Las últimas semanas las noticias de actos de violencia extrema contra mujeres y niñas, tanto en Chile como en el extranjero, han dominado los noticieros y las sobremesas entre amigos/as y familias. Partiendo con la aberrante resolución judicial del caso de La Manada en España, la cual hizo eco en el reciente caso de violación grupal a una argentina en cercanías del Estado Nacional, a la brutal violación y femicidio de una niña de tan solo un año y ocho meses.
El espanto nos sobrecoge y la furia invade a la sociedad en general. Y es en esa furia que quiero detenerme. No es una furia que me resulte extraña o novedosa. Me doy cuenta que, en cierta medida, vivo enfurecida hace ya mucho tiempo. Y esto tiene que ver con que aún cuando sólo los fenómenos más brutales de la violencia de género acaparan la opinión pública, esta violencia, entendida en el continuo desde sus formas más naturalizadas hacia sus formas más brutales, nos acompaña todos los días.
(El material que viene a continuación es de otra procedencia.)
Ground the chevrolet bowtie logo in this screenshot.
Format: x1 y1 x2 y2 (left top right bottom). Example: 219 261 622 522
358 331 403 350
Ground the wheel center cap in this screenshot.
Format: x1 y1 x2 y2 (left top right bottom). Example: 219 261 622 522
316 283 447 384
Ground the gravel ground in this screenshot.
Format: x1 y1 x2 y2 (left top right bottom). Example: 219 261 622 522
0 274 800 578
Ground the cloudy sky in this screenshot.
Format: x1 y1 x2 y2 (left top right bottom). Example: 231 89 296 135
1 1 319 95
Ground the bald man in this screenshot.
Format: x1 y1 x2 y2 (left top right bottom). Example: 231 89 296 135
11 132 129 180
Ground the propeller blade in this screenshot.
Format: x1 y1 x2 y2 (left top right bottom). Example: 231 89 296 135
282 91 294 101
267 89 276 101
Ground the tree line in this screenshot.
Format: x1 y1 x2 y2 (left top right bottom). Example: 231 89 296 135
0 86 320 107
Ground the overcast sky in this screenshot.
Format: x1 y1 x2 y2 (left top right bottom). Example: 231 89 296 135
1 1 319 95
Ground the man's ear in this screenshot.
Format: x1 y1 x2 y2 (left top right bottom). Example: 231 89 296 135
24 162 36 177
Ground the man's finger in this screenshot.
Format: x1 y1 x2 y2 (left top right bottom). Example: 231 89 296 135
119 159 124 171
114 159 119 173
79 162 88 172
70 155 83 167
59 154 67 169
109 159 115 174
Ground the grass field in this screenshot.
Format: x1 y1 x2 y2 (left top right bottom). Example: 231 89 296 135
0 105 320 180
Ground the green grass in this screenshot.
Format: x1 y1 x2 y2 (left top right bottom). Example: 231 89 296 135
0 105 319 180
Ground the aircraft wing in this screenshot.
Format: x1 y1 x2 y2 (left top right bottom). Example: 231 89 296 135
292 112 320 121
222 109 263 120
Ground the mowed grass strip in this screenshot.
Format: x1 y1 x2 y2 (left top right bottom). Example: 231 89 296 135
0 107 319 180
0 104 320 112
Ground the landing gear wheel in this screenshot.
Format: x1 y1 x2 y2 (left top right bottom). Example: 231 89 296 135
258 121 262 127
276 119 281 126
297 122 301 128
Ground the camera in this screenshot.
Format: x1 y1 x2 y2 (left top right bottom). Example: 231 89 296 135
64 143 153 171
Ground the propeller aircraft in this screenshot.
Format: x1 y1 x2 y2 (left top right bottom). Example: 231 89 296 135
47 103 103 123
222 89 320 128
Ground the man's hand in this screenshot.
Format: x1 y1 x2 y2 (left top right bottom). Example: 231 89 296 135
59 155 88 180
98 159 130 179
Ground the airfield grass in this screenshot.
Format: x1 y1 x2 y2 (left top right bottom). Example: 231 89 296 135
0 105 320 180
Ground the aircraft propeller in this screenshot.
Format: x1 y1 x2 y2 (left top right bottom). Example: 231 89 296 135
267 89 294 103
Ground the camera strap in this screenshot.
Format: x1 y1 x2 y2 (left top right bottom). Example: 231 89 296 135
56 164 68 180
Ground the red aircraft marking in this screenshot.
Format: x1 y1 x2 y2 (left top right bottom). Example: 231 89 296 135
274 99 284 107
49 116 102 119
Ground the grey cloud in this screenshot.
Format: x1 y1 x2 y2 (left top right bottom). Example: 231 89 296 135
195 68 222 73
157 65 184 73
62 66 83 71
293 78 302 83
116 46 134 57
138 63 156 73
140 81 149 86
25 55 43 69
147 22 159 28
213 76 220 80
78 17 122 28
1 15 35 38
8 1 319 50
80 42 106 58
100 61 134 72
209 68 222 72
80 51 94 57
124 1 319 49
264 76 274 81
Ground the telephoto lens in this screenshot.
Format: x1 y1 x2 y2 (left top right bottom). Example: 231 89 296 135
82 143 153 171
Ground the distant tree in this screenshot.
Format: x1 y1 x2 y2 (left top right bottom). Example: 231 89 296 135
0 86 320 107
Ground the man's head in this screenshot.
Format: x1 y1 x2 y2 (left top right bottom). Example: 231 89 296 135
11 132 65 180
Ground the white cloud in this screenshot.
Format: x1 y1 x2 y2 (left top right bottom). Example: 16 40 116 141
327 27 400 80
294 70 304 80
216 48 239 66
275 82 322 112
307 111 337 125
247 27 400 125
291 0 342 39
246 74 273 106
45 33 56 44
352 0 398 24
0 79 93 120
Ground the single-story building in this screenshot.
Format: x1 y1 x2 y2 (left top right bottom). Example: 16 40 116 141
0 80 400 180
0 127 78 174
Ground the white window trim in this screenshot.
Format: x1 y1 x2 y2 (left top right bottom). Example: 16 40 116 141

Al caminar por la calle, al considerar qué ropa usar según nuestro destino, el horario y la compañía que tendremos (o no) al salir, nos acompaña en el lugar de trabajo, en nuestras relaciones familiares, en nuestras relaciones de pareja.
Esta furia que me acompaña a mí y a tantas otras mujeres, no es demasiado femenina de acuerdo a los cánones e ideales de la supuesta delicadeza femenina. Las mujeres furiosas somos consideradas irracionales, volátiles (muy probablemente bajo influjo de las hormonas que nos alborotan). Somos exageradas, unas locas, feminazis. Este disciplinamiento de la furia lo he recibido tanto de hombres como por mujeres.
En un reciente encuentro de hombres y mujeres, dedicado a pensar líneas de acción para el avance de las mujeres en un campo ocupacional muy masculinizado, en una de las mesas de trabajo una mujer refirió: “Yo creo que estos temas son muy importantes para plantear, pero no hay que hacerlo de una manera estridente”. Aparentemente reclamar con estridencia no es ni demasiado femenino ni demasiado efectivo.
En el mismo encuentro, otra mesa presentó como conclusión que “es necesario avanzar en generar igualdad de condiciones y entonces con el tiempo, por ejemplo, la brecha salarial se cerrará”. Es decir, avancemos de manera delicada, silenciosa, muy femeninamente y esperaremos que en algunas décadas eso colaborare con el cierre de la brecha salarial. Es cuestión de tener un poco más de paciencia.
Hasta que no podamos ver la conexión entre las formas cotidianas y más invisibles de la violencia patriarcal, visualizarla como un continuo en relación con las formas más extremas, estaremos siempre considerando ésta última como la única merecedora de castigo y privilegiando maneras de entenderla como “locura” o “aberración”. Como se dice en las filas feministas, hablemos mejor de “hijos sanos del patriarcado”.
Entendamos que las condiciones culturales y estructurales que habilitan a él a decirle como vestirse a ella, o a él a decirle algo en la calle a ella, son las mismas que, junto con otras variables, habilitan los actos más extremos de violencia y que frente a ello una parte no menor de la opinión pública se pregunte, primero que todo ¿Qué hacía a esa hora sola por allí? ¿Por qué no se resistió? Bueno, si estaba alcoholizada…
Estoy cansada de tener que enmascarar esta furia, tener que civilizarla. Estoy cansada de sonreír, encontrar las palabras adecuadas, usar neologismos, agregar siempre al final claro que no todos los hombres son así.
¡Claro que no son todos así! ¿Es realmente necesario tener que aclararlo? La reacción negativa ante nuestra furia solo se explica porque ésta es considerada como fuera de lugar, como no legítima.
Estoy cansada y furiosa de tener que conversar con mis hijas de tan solo 8 años de la realidad del abuso sexual, cuando no tengo claro cuántas conversaciones se tienen con los niños y adolescentes para que no sean un brazo ejecutor de estas violencias.
Finalizando su charla TED 2018, Trace Ellis Ross nos dice “Mujeres, las convoco a que reconozcan su furia, la transformen en palabras, la compartan en lugares de identificación seguros y de manera segura. No deben temerle a esa furia. Encierra siglos de sabiduría. Déjenla que respire y escuchen”.
Yo por mi parte quiero más mujeres furiosas. Quiero más hombres furiosos conmigo, hombres furiosos de compartir “género” con ellos, una masculinidad hegemónica que habilita y en cierta medida legitima estos comportamientos. Hasta que ellos no sientan cierta vergüenza de género y puedan reflexionar sobre los modos cotidianos “inofensivos” en los cuales también actúan esa hegemonía y que puedan condenar firmemente estos actos de violencia sin recurrir al argumento de la locura o la enfermedad, no avanzaremos. Yo no necesito apaciguar mi furia, necesito aferrarme a ella.